На большом артельном столе, на его середке, накрытой холстинной скатертью в голубых звездочках, начисто пройденном фуганком, кипит людской самовар, огромный, выше меня, пожалуй. Марьюшка вносит с поклоном кулебяку и пирог изюмный. Все садятся, по чину. Крестница Маша разливает чай в новые чашки и стаканы. Она вышила кресенькому бархатную туфельку под часики, бисерцем и шелками, – два голубка милуются. Едят кулебяку – и не нахвалятся. Приходят певчие от Казанской, подносят кулич с резной солоницей и обещают пропеть стихиры – пославить именинника. Является и псаломщик, парадный, в длинном сюртуке и крахмальном воротничке, и приносит, «в душевный дар», «Митрополита Филарета» – «наимудреющего».
– Отец Виктор поздравляет и очень сожалеет… – говорит он. – У Пушкина, Михайлы Кузьмича, на именинном обеде, уж как обычно-с… но обязательно попозднее прибудет лично почет-уважение оказать.

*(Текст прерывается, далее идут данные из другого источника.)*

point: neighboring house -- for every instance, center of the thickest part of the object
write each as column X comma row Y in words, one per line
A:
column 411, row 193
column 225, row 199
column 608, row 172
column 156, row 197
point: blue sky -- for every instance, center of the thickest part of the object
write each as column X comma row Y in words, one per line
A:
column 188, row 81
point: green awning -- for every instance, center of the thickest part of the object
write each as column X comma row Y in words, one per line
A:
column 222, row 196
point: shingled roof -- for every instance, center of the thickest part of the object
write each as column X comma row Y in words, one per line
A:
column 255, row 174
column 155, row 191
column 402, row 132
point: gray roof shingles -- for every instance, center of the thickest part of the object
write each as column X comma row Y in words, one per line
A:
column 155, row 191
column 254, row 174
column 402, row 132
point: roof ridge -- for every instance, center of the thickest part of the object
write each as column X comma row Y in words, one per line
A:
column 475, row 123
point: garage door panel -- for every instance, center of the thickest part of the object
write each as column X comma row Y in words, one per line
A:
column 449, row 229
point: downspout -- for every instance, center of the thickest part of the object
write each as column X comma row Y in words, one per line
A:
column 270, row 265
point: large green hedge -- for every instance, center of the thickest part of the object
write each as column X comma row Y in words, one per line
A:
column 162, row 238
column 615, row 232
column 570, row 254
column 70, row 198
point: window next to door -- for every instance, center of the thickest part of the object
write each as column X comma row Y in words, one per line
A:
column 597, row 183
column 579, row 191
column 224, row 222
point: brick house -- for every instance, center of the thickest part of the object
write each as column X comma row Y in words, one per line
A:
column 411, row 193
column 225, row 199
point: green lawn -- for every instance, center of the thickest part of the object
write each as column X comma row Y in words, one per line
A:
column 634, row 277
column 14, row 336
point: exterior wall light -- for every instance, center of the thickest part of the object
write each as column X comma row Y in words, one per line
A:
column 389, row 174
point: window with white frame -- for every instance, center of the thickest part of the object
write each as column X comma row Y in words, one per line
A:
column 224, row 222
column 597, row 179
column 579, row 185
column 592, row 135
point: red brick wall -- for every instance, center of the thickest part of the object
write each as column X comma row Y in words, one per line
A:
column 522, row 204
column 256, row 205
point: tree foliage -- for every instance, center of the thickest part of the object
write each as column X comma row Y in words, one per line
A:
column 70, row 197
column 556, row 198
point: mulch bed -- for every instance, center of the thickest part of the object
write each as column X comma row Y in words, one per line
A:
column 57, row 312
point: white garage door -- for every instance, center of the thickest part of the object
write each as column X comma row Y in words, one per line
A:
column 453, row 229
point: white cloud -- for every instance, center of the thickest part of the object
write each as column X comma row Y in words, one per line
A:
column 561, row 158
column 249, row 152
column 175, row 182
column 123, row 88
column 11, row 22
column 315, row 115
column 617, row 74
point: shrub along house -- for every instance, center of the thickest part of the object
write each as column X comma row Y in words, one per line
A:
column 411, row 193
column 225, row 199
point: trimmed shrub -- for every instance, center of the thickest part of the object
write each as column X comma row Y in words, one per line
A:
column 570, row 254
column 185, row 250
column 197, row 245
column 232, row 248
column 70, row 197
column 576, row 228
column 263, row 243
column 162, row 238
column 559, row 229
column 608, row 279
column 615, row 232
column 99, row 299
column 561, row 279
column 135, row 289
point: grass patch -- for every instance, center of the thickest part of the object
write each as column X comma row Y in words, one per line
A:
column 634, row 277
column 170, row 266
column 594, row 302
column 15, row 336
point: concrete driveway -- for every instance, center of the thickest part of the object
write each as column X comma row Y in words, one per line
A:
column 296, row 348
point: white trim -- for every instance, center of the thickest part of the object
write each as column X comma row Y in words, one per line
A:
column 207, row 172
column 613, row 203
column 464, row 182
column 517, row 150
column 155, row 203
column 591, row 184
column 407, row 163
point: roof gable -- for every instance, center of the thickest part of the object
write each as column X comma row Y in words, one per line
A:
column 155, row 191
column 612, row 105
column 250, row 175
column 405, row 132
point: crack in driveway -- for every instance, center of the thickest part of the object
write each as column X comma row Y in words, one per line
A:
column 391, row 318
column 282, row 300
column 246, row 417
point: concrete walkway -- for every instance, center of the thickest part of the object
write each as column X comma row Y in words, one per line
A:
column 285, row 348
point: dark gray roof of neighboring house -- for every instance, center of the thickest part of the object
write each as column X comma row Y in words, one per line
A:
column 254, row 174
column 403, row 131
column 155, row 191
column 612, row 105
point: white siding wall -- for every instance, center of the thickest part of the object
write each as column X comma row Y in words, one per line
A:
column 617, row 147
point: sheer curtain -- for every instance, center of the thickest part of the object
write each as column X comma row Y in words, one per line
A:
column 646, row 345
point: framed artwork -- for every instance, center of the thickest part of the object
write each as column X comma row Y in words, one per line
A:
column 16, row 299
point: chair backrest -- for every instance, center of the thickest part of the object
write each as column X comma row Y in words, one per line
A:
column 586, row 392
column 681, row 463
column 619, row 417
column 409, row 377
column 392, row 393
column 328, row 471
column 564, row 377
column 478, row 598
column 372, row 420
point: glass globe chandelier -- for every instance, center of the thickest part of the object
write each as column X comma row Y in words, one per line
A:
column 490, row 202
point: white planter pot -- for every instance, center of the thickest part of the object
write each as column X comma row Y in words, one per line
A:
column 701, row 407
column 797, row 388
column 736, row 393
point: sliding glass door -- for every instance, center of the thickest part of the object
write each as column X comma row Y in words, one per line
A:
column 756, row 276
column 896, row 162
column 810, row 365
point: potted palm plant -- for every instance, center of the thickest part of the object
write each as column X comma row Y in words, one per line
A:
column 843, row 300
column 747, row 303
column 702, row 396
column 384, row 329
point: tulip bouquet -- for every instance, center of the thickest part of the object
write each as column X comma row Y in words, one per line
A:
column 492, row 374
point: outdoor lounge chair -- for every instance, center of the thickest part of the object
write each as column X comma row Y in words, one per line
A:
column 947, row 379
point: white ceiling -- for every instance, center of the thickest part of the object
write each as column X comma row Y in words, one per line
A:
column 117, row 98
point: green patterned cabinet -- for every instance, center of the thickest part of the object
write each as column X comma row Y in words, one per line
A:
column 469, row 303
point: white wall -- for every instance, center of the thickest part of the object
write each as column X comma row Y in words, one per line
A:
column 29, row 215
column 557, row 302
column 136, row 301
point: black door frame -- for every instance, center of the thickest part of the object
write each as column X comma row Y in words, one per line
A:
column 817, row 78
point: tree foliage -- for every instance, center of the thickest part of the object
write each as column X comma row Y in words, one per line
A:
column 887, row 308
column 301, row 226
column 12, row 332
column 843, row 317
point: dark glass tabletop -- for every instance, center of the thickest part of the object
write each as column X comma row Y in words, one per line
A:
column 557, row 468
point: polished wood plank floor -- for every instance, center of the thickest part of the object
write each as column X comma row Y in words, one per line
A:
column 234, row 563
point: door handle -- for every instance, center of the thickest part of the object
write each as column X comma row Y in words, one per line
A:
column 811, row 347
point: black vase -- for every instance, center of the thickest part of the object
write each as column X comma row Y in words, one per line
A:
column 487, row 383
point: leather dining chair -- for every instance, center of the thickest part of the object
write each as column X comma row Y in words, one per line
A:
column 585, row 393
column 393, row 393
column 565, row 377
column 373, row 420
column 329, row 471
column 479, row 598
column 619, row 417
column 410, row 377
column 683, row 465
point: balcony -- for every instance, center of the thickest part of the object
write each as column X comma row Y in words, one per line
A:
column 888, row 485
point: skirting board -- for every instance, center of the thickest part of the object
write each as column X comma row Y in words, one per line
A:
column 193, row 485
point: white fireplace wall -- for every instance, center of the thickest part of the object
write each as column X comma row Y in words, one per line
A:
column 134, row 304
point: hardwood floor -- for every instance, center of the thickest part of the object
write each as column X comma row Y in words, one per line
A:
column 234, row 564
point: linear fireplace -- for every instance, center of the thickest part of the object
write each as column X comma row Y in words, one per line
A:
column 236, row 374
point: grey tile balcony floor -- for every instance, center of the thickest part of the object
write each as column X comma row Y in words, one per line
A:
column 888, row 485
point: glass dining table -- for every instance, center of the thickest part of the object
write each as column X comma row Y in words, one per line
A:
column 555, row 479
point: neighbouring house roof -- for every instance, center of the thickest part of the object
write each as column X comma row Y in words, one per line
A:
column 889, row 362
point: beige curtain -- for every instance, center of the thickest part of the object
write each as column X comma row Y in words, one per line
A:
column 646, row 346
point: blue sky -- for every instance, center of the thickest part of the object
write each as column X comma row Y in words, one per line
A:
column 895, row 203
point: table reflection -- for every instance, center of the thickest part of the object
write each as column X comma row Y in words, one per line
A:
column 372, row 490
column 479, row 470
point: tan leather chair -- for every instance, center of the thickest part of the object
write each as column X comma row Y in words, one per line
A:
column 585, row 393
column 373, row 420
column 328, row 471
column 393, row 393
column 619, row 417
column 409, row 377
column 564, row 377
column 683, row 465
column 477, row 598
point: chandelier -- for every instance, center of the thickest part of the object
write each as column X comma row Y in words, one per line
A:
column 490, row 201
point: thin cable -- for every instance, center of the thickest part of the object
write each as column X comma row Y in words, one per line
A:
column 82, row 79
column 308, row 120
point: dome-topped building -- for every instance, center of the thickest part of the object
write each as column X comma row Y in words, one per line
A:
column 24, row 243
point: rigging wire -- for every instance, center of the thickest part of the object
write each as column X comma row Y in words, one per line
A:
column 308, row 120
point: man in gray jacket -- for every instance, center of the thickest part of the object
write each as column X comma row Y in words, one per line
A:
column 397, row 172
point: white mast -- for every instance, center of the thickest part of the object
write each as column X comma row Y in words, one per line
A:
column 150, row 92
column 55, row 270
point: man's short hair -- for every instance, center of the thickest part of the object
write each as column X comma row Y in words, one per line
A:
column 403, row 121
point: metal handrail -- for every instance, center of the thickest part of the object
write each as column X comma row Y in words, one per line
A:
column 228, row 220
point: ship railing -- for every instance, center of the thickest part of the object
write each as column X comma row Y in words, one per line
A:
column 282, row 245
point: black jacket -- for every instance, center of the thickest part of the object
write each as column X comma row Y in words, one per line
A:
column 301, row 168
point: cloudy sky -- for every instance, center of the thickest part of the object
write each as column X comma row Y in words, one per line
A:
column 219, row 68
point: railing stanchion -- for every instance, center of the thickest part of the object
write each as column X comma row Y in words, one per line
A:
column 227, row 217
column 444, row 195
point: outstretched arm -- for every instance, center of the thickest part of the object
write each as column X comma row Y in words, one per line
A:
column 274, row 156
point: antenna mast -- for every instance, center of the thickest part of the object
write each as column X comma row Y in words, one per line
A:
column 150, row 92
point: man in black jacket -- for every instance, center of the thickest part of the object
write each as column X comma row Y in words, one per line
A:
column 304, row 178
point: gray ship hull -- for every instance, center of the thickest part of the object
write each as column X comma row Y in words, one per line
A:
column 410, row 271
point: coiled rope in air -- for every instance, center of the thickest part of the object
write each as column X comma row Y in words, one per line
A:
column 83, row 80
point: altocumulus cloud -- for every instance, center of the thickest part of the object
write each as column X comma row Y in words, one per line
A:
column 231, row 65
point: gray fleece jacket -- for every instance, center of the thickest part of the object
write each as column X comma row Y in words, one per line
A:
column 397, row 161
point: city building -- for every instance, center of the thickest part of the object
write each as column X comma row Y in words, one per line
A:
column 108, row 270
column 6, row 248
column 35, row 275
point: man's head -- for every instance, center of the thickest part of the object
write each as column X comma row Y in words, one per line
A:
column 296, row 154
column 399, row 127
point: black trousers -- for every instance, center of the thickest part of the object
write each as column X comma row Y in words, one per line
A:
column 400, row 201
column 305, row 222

И все подходят и подходят, припоздавшие: Денис, с живой рыбой в ведерке… – «тут и налимчик мерный, и подлещики наскочили», – и водолив с водокачки, с ворошком зеленой еще спаржи в ягодках, на образа, и Солодовкин-птичник, напетого скворчика принес. Весь день самовар со стола не сходит.
Только свои остались, поздний вечер. Сидят у пылающей печурки. На дворе морозит, зима взялась. В открытую дверь каморки видно, как теплится синяя лампадка перед снежно блистающим Архистратигом. Горкин рассказывает про царевы гробы в Архангельском соборе. Говорят про Ивана Грозного, простит ли ему Господь. Скорняк говорит:
– Не простит, он Святого, Митрополита Филиппа, задушил.
Горкин говорит, что Митрополит-мученик теперь Ангел, и все умученные Грозным царем теперь уж лики ангельские. И все возопиют у Престола Господня: «Отпусти ему, Господи!» – и простит Господь. И все говорят – обязательно простит. И скорняк раздумчиво говорит, что, пожалуй, и простит: «Правда, это у нас так, в сердцах… а там, у Ангелов, по-другому возмеряют…»
– Всем милость, всем прощение… там все по-другому будет… это наша душа короткая… – воздыхает Антипушка, и все дивятся, мудрое какое слово, а его все простачком считали.
Это, пожалуй, Ангел нашептывает мудрые слова. За каждым Ангел, а за Горкиным Ангел над Ангелами, – Архистратиг. Стоит невидимо за спиной и радуется. И все Ангелы радуются с ним, потому что сегодня день его Славословия, и ему будто именины – Михайлов день.